Actually, it's been a while since I used it and now that I think about it, I may have given you wrong information. You want it to reflect off the white. For best effects, you would want to print the white layer first, then take a clear plastisol base and mix the powder in and print that on top of the white.

If you mix it in the white, then you would have to use quite a bit more and since it's mixed, it won't glow as well.

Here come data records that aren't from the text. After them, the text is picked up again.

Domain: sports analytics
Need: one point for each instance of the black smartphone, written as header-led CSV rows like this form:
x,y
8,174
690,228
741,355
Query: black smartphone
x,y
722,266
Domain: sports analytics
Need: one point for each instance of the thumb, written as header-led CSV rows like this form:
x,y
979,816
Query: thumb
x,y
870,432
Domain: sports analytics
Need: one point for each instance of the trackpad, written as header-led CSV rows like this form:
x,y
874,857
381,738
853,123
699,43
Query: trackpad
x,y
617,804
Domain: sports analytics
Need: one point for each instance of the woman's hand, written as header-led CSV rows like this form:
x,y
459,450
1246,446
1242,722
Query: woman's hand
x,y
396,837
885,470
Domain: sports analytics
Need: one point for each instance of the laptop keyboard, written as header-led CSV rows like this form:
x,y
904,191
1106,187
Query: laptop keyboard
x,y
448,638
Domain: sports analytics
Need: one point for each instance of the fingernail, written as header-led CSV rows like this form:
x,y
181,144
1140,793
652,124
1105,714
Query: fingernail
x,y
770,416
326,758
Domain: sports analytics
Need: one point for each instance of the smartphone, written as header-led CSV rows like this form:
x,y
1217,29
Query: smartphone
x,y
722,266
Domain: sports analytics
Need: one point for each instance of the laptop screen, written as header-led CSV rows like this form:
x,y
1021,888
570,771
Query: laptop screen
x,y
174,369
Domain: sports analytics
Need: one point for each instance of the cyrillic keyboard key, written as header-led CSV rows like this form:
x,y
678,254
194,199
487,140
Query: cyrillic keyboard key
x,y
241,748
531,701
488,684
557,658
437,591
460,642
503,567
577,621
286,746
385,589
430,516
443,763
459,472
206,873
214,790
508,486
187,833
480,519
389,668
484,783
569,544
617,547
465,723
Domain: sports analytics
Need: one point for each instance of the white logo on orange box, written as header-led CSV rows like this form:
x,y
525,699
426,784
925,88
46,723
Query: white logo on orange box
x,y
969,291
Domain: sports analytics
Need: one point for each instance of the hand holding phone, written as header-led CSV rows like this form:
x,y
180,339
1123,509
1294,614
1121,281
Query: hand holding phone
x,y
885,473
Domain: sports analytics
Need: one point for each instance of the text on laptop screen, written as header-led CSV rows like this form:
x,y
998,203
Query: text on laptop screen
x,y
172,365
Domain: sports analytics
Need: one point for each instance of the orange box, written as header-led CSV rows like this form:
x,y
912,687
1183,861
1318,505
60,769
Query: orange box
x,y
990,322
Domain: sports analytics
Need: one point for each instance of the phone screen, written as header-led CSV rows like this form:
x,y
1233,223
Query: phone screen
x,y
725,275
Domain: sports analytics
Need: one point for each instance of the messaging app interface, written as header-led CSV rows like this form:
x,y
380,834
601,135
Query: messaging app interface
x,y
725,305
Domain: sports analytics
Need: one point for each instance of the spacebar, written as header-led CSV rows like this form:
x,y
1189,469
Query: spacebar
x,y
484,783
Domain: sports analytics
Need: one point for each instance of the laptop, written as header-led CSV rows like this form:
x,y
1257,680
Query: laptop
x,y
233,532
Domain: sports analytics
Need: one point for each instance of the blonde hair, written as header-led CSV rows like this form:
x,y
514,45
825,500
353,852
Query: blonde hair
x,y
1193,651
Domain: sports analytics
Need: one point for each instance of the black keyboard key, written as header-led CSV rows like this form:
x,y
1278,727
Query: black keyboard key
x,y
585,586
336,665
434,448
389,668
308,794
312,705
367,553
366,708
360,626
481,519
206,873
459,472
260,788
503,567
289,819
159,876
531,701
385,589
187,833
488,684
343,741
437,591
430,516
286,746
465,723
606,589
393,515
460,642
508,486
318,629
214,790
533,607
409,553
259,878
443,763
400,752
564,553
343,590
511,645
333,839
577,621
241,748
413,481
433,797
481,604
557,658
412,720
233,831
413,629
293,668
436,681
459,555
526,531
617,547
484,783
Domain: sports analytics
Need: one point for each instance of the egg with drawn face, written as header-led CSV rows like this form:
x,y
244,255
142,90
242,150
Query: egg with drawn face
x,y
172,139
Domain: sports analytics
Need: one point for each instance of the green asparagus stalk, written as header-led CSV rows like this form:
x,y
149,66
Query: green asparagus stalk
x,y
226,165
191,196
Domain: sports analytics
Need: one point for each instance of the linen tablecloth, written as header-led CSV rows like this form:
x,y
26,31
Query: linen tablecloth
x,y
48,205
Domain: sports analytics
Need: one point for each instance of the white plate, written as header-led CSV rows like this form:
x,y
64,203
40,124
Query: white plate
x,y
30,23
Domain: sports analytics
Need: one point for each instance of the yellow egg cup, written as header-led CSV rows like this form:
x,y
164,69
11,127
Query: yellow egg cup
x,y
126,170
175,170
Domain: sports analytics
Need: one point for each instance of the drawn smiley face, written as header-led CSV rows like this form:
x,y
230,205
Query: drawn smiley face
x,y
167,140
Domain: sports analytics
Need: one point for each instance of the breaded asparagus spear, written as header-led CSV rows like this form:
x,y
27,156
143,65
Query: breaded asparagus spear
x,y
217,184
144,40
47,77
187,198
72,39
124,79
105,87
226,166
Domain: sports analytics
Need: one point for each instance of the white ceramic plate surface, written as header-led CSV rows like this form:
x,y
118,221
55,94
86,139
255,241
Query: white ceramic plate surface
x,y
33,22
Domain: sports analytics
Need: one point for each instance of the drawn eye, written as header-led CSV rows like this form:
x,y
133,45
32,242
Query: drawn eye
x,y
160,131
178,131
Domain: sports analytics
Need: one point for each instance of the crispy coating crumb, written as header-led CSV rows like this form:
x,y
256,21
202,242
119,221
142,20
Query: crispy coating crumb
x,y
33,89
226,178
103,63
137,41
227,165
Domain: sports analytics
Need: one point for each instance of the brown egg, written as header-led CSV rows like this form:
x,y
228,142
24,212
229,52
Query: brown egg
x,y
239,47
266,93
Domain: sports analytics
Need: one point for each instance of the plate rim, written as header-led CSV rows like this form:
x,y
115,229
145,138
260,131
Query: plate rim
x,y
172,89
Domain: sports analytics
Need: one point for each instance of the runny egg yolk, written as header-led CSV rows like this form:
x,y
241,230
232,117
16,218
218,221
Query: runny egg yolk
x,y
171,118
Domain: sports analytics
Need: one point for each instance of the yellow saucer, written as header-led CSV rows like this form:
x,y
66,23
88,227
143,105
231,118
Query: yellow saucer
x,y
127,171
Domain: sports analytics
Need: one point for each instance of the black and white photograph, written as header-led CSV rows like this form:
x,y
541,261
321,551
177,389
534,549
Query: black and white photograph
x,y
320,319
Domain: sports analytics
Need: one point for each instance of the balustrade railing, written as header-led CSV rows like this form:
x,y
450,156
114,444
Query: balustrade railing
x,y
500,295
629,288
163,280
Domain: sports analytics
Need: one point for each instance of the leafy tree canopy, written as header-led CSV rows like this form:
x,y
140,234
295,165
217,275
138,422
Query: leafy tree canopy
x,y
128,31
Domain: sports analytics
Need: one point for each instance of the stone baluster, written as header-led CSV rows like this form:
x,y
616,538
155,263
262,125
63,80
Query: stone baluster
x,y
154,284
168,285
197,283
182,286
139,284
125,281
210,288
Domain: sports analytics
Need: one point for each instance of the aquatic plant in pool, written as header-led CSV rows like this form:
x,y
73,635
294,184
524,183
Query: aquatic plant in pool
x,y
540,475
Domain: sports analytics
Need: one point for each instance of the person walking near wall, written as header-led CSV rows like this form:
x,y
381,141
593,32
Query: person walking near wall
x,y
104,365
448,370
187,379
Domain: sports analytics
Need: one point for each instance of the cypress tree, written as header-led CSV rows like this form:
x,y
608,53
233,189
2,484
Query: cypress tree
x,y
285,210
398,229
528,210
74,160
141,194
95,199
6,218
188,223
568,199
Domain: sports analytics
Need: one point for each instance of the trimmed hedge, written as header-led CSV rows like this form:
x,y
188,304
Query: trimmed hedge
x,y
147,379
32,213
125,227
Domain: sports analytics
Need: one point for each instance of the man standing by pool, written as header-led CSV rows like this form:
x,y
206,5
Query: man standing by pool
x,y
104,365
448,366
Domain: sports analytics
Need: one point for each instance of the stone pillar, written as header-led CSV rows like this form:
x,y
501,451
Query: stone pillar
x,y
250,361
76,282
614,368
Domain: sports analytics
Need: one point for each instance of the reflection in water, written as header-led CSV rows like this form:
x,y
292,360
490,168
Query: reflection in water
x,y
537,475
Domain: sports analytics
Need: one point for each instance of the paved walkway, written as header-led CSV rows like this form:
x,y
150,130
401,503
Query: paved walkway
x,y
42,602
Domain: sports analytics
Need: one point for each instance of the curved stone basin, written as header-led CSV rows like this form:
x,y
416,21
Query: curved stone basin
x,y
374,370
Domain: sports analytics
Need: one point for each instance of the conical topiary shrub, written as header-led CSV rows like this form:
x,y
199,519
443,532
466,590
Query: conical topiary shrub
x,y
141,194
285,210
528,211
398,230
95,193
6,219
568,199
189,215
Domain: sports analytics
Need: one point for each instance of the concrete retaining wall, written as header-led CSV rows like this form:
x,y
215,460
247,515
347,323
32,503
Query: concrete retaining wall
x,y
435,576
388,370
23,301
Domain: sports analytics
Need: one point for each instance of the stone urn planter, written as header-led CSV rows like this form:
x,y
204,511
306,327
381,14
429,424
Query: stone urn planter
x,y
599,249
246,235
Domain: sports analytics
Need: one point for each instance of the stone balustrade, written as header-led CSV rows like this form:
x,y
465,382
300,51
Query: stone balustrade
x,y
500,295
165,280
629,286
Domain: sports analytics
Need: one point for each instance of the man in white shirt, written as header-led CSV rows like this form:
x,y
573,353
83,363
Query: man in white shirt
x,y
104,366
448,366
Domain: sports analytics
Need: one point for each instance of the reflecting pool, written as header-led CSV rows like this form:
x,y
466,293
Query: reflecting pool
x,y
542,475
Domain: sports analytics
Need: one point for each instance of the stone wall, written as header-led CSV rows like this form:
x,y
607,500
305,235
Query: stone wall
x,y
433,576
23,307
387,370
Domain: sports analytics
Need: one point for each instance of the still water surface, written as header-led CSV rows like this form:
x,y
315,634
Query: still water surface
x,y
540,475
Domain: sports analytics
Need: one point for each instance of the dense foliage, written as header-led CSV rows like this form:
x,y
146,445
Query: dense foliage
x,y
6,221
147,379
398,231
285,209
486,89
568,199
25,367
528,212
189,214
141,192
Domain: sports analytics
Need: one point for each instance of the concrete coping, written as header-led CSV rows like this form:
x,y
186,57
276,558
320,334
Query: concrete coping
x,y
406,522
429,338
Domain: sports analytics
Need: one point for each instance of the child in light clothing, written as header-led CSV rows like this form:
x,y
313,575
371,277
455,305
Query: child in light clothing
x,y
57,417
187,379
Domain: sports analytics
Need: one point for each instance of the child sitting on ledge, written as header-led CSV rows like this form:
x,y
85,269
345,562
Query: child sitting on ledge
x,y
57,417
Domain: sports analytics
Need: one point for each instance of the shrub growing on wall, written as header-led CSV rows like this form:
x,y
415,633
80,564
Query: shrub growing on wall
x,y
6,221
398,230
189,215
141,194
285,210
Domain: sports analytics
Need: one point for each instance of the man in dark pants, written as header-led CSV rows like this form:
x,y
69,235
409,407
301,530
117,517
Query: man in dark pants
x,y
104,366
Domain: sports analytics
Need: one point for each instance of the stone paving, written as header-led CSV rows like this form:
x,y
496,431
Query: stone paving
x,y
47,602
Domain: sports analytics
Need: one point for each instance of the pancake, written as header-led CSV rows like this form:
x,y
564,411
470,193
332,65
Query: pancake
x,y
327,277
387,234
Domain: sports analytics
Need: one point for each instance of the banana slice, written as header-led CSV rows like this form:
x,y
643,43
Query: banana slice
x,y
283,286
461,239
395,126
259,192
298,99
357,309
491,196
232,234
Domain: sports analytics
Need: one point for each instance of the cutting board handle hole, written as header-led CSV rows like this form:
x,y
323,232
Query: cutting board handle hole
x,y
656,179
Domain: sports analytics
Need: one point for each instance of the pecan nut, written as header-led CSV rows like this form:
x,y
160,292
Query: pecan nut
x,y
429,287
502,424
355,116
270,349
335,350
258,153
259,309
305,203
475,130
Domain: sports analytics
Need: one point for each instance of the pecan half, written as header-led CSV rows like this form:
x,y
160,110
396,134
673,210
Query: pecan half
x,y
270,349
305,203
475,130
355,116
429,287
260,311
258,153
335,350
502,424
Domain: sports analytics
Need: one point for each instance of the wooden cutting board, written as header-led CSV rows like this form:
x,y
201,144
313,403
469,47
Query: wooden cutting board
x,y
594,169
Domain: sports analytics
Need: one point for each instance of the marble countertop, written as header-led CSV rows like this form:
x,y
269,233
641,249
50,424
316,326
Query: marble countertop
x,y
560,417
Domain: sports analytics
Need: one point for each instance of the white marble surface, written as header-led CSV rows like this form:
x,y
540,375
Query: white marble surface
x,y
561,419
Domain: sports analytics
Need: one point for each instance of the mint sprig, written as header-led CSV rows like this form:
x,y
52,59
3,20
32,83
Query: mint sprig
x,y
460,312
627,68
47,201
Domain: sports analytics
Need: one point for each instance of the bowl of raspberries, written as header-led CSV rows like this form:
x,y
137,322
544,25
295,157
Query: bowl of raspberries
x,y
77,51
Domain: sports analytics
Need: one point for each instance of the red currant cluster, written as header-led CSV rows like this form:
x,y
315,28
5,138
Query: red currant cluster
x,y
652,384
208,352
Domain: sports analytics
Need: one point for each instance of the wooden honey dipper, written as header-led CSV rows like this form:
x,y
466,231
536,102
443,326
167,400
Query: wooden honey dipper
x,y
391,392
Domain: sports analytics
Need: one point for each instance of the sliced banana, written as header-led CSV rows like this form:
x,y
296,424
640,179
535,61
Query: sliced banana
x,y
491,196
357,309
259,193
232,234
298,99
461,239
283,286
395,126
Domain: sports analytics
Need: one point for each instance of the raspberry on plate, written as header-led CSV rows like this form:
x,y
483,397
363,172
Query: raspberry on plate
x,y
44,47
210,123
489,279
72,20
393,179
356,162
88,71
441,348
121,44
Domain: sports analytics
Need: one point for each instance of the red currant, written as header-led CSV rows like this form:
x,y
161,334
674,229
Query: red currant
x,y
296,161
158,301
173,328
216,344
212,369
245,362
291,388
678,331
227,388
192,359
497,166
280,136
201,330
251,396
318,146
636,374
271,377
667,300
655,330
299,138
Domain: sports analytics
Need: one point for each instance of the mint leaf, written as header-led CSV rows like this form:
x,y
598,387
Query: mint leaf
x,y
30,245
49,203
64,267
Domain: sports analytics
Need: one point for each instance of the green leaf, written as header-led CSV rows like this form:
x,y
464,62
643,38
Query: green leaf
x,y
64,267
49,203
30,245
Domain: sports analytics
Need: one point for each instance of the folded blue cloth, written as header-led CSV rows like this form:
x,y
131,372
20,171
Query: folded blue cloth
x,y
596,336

For the the mesh, as long as the image isn't really high in detail or halftoned, you could use a 55 mesh to get a good layer of the glow in the dark ink, other than that, a 110 should work. No brand suggestion really, I'd just get something to experiment with, most will be about the same.


----------



## maccaronia (Apr 2, 2016)

Yes I actually think of printing big letter names -skull-silhouettes etc. One thing makes me wonder what you wrote as mixing with white should weaken the glow effect.....On the other hand is there any plastisol which made of completely transparent like water ? I mean fisrt layer should be white and second one just with powder mixed transparent layer...is there seem any problem you see according to your experiences?


----------



## JeridHill (Feb 8, 2006)

If you mix the powder into white, you are covering the powder. You will want it to sit on top so it can reflect off the white background. There are clear inks, that's what I was talking about when I said a clear base. The base is ink with no pigments. It won't be clear when you get it, but it will be a very watered down milk look. But when you print it, it will go on clear.


----------



## maccaronia (Apr 2, 2016)

Oh I got that..
Thanks a lot and I will reply asap when ı had chance to fix that my friend..
BR.
John


----------



## maccaronia (Apr 2, 2016)

Oh I got that..
Thanks a lot and I will reply asap when ı had chance to fix that my friend..
BR.
John


----------